Article paru dans la revue actu-juridique
• Les spécificités choquantes de la procédure d’extradition au Danemark
Le temps passe et toujours pas de juge de l’extradition à l’horizon. Paul Watson, qui aura 74 ans le 2 décembre prochain, le jour de la prochaine audience, doit commencer à trouver le temps long. Arrêté le 21 juillet dernier puis incarcéré dans une prison du Groenland, il est donc maintenu sous écrou extraditionnel après une énième audience devant le juge de la détention. Paul Watson doit donc encore attendre que le ministre de la justice danois, Peter Hummelgaard, qui supervise le système judiciaire du pays, daigne prendre position. Ce n’est que dans un second temps que le juge de l’extradition du Groenland sera saisi, en cas d’avis favorable à l’extradition du ministre, et c’est sans doute ce qu’il y a de plus choquant : Paul Watson ne peut toujours pas faire valoir ses arguments. Drôle de procédure que cette procédure danoise, au sein de l’Union Européenne (UE), censée garantir un niveau de protection des droits individuels élevé, jusqu’au Groenland, seul territoire danois d’outre-mer associé à l’UE. Car le système danois souffre de la comparaison avec un certain nombre de pays membres de l’UE. En France, seule une chambre de l’instruction, qui relève de la Cour d’appel, peut émettre un avis, favorable ou défavorable, à l’extradition. Il ne s’agit d’ailleurs pas d’un simple avis mais d’une véritable décision de justice qui s’impose au gouvernement. Ainsi, l’implication du pouvoir politique dans la procédure extraditionnelle danoise, à ce stade de la procédure, a de quoi surprendre, les liens de subordination entre la police, les procureurs et le ministre de la justice étant de surcroît particulièrement marqués dans le système judiciaire du Danemark.

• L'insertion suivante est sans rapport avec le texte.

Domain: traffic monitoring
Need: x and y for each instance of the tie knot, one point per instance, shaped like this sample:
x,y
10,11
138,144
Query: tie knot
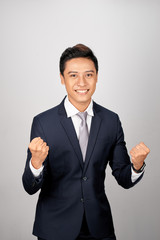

• Une procédure d’extradition sans traité d’extradition
Une autre incongruité procédurale est qu’il n’existe aucun traité d’extradition entre le royaume du Danemark et le Japon . Or, les demandes d’extradition s’appuient généralement sur un traité bilatéral ou multilatéral liant deux ou plusieurs Etats signataires. Ce n’est pas le cas ici. Il est vrai que l’extradition est avant tout un acte de souveraineté qui, à ce titre, n’est pas subordonné à la prévision d’une convention internationale. Une extradition peut donc théoriquement intervenir en application d’une loi de procédure nationale, qui trouve alors à s’appliquer à titre subsidiaire. A titre d’exemple, le Chili, réputé être un pays refuge en matière d’extradition, comme de nombreux pays d’Amérique centrale ou du sud, vient d’accorder l’extradition d’un jurassien de 54 ans poursuivi en France pour des infractions de nature sexuelle sur des mineurs, dont certaines par ascendant. Les faits ont dû apparaître suffisamment odieux aux autorités chiliennes pour qu’elles décident de la remise de l’intéressé aux autorités françaises. L’Etat requis, ici le Danemark, lorsqu’il met en œuvre une procédure d’extradition sans traité d’extradition, manifeste une intention particulière dans un cas particulier. Une sorte d’exception à la règle tacite de non extradition en l’absence de convention avec le pays requérant.
• Une volonté politique
L’interpellation puis l’incarcération au Groenland de Paul Watson, figure emblématique de la lutte contre la chasse baleinière, ne doit rien au hasard. Elle est surtout le résultat d’une volonté politique ultramarine en territoire danois, prolongeant la notice rouge émise par Interpol à la demande du Japon qui viole le moratoire international interdisant, depuis son entrée en vigueur en 1986, la chasse aux Baleines à des fins commerciales. Contrairement aux idées reçues, arrêter une personne visée par une notice rouge n’a rien de systématique. Il s’agit toujours d’un choix étatique, confirmé, ou non, par la demande d’extradition puis par le juge de l’extradition. On sait que certaines personnes visées par une notice rouge, dont des chefs d’Etat, passent certaines frontières. D’ailleurs, la notice rouge qui visait Paul Watson ne date pas d’hier puisqu’elle a été émise en 2012 pour des faits qui remontent au mois de janvier 2010. Pendant tout ce temps, il a manifestement pu vivre, circuler et naviguer à peu près normalement puisqu’il vit entre une péniche parisienne à quai et un pied-à-terre marseillais, sans que la France n’ait jamais procédé à son arrestation. Ce n’est donc pas un hasard si, d’après les informations disponibles, les autorités groenlandaises ont obtenu des îles Féroé, autre territoire autonome sous tutelle danoise, les détails de l’itinéraire du navire de Paul Watson, le Johan Paul DeJoria, parti de Dublin, en Irlande, soupçonnant une escale à Nuuk, au Groenland. Dans ces territoires, la chasse aux cétacés est une tradition culturelle (le grind). Autant dire que Paul Watson n’y est pas le bienvenu. Son interpellation n’est pas le fait d’un contrôle inopiné.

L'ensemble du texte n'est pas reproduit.